Certainly that wasn’t the attitude Christ commended to His disciples when He first spoke the words in John 14:14. In fact, as John MacArthur explains, the presumption of positive confession is a direct contradiction of Christ’s instruction in the upper room.
Jesus’ disciples had left everything and were completely without resources. Without their Master, they would be all alone in a hostile world. Yet, He assured them, they did not need to worry about any of their needs. The gap between Him and them would be closed instantly whenever they prayed. Even though He would be absent, they would have access to all His supplies.
That is not carte blanche for every whim of the flesh. There’s a qualifying statement repeated twice. He doesn’t say, “I’ll give you absolutely anything you ask for,” but rather, “I’ll do what you ask in My name.” That does not mean we can simply tack the words, “in-Jesus’-name-amen” on the end of our prayers and expect the answers we want every time. Neither is it a special formula or abracadabra that will magically guarantee the granting of our every wish.
The name of Jesus stands for all that He is. Throughout Scripture, God’s names are the same as His attributes. When Isaiah prophesied that Messiah would be called “Wonderful Counselor, Mighty God, Everlasting Father, Prince of Peace” (Isaiah 9:6), he was not listing actual names, but rather giving an overview of Messiah’s character. “I am who I am,” the name revealed to Moses in Exodus 3:14, is as much an affirmation of God’s eternal nature as it is a name by which He is to be called.
Therefore, praying in the name of Jesus is more than merely mentioning His name at the end of our prayers. If we are truly praying in Jesus’ name, we will pray only for that which is consistent with His perfect character, and for that which will bring glory to Him. It implies an acknowledgement of all that He has done and a submission to His will.  John MacArthur, The Upper Room (The Woodlands, TX: Kress Biblical Resources, 2014) 95-96.

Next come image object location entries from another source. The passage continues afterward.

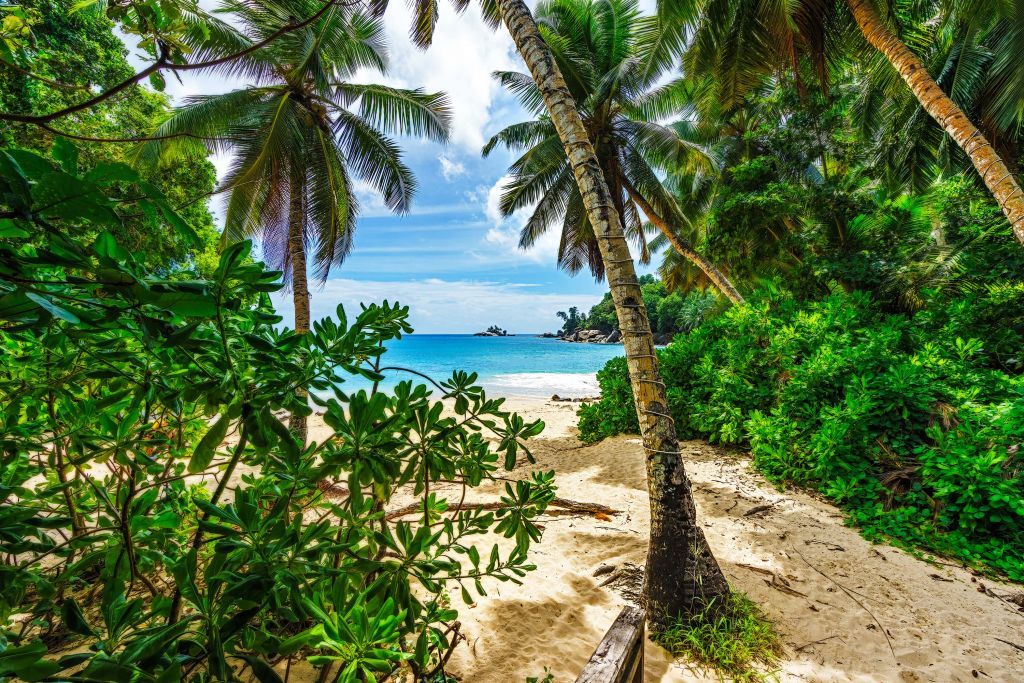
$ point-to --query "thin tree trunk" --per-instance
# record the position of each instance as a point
(682, 574)
(685, 250)
(300, 283)
(993, 171)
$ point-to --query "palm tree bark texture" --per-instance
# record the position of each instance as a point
(300, 279)
(682, 574)
(993, 171)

God does not intend for His people to use His Son’s name as an incantation for material blessings—that’s nothing more than blasphemy. The whole point of praying in the name of Jesus is that we are submitting ourselves—and our requests—to Him and His will.
If anything, following Christ’s instructions in John 14:14 should break us of the kind of materialism that leads to such blasphemous abuse of His promise. As John MacArthur explains:
What praying in Jesus’ name really means is that we should pray as if our Lord Himself were doing the asking. We approach the throne of the Father in full identification with the Son, seeking only what He would seek. When we pray with that perspective, we begin to pray for the things that really matter, and we eliminate selfish requests.  The Upper Room, 96.